Rara vez en la vida se da la circunstancia de una comunicación cumbre: se asiste a la exposición cristalina de lo humano con sinceridad y sin necesidad de argumentos. Solo ocurre en el ámbito de una amistad cuajada y, posiblemente, cuando se acompaña a alguien en algún sufrimiento. En una ocasión así, desde lo que Ortega y Gasset denominaba el fondo insobornable, escuché: "¡Ojalá yo tuviera alguien que me empujara!". Y en este dictum se encerraba el deseo más profundo de felicidad y libertad que cualquiera pudiera anhelar.

Habría que concluir que la libertad y los empujones, que a primera vista parecen antitéticos, quizás no sean tan excluyentes. Y esto solo se entiende si se distingue la libertad en abstracto -que parece corresponder con autonomía absoluta, con independencia que contrapone autonomía y heteronomía- y la libertad viva, existencial, que en seguida nos facilita comprender que la autonomía y la dependencia se dan siempre entremezcladas, que se necesita ser libres para poder donarse a los demás. (De hecho, sin libertad no sería posible comunión alguna entre los hombres, como, en rigor, no la hay entre animales).

Esta reflexión nace de la lectura del Diario. Una vida conmocionada de Etty Hillesum, una judía holandesa fallecida en Auschwitz en 1943, que redactó unas páginas estremecedoras, maravillosas, en las que narra cómo adquirió una gran libertad interior, una felicidad profunda, en las circunstancias de falta de libertad exterior que sufrieron los judíos durante la Segunda Guerra Mundial. En este escrito autobiográfico, que sorprende también por los veintisiete años de su autora, se lee: "Me tomó de la mano y dijo, mira, así tienes que vivir. Toda mi vida he tenido el siguiente sentimiento: ojalá viniera alguien que me cogiera de la mano y se ocupara de mí.
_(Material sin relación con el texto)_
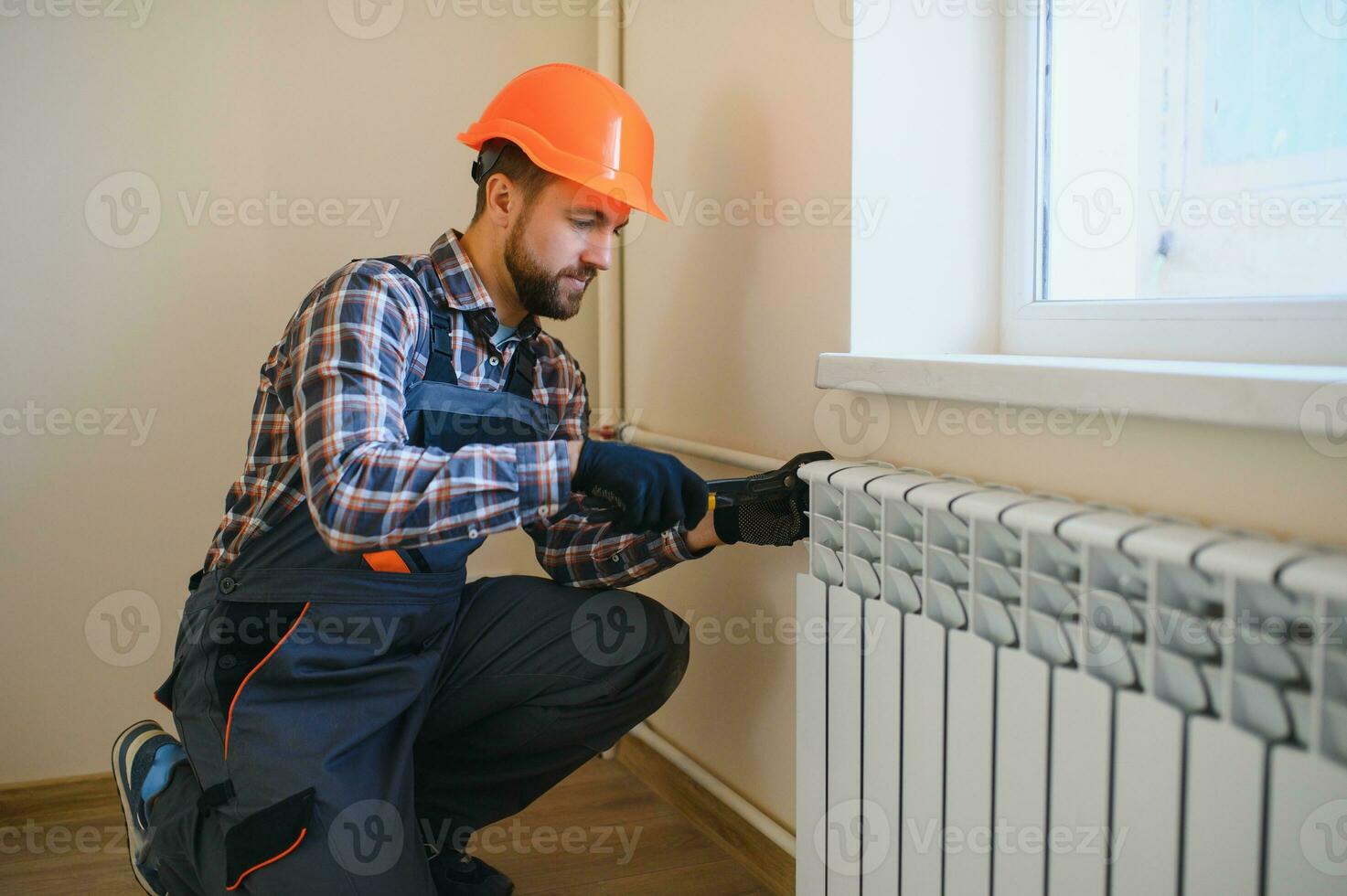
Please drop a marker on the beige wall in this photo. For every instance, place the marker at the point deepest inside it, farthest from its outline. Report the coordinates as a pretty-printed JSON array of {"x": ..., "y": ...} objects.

Parezco valiente y hago todo sola, pero me gustaría muchísimo entregarme". De nuevo, la libertad vinculada vuelve a aparecer en el sufrimiento y en la sinceridad total con los que se escribe ese Diario.

Evidentemente, la libertad humana engloba la capacidad de elegir. En este sentido, parece casi innecesario reseñar que la democracia es una conquista social irrenunciable en la que la dignidad y los derechos humanos se hallan mejor protegidos que en ninguna otra forma de organización social. Pero la libertad se puede usar para el bien o para el mal. En consecuencia, alcanzada ya la cumbre democrática, habría que explorar los siguientes pasos de la libertad humana. En primer lugar, para no caer en esclavitudes de la propia libertad, cosa que ocurre cuando se la percibe desvinculada: la soledad o las dependencias patológicas a drogas, alcohol, sexo, etc., por referirme solo a las más obvias. Además, para mejorar en nuestro ser libres juntos: aprender a entrelazar nuestras libertades, como personas en relación, individuos que interpenetran sus vidas con las de sus semejantes.

Esto supone dar carpetazo a la visión romántica del genio extravagante y solitario que no necesita de nadie, para quien los demás amenazan su libertad. Porque esa mirada sobre lo humano, escondida bajo muchas obras literarias, sencillamente no se corresponde bien con el fondo último de nuestro ser personal. En sentido contrario, en estos tiempos en los que ya no están vigentes la razón ni las tradiciones culturales, ni tampoco los valores religiosos o las utopías políticas, al menos como vigencias compartidas mayoritariamente, sugiere Octavio Paz, en su libro El laberinto de la soledad, que la única salida posible consiste en avanzar en nuestra búsqueda de comunión con los demás: "Allí, en la soledad abierta, nos espera también la trascendencia: las manos de otros solitarios".

En definitiva, se trata de desplegar nuestra libertad aprendiendo a entretejerla con la de los demás, sin temor a los compromisos, lo cual nos ayudará también a paliar nuestra soledad intrínseca. También, para la mejor comprensión de la libertad vinculada, convendría plantearse esta pregunta: ¿para qué me sirve la libertad del vagabundo?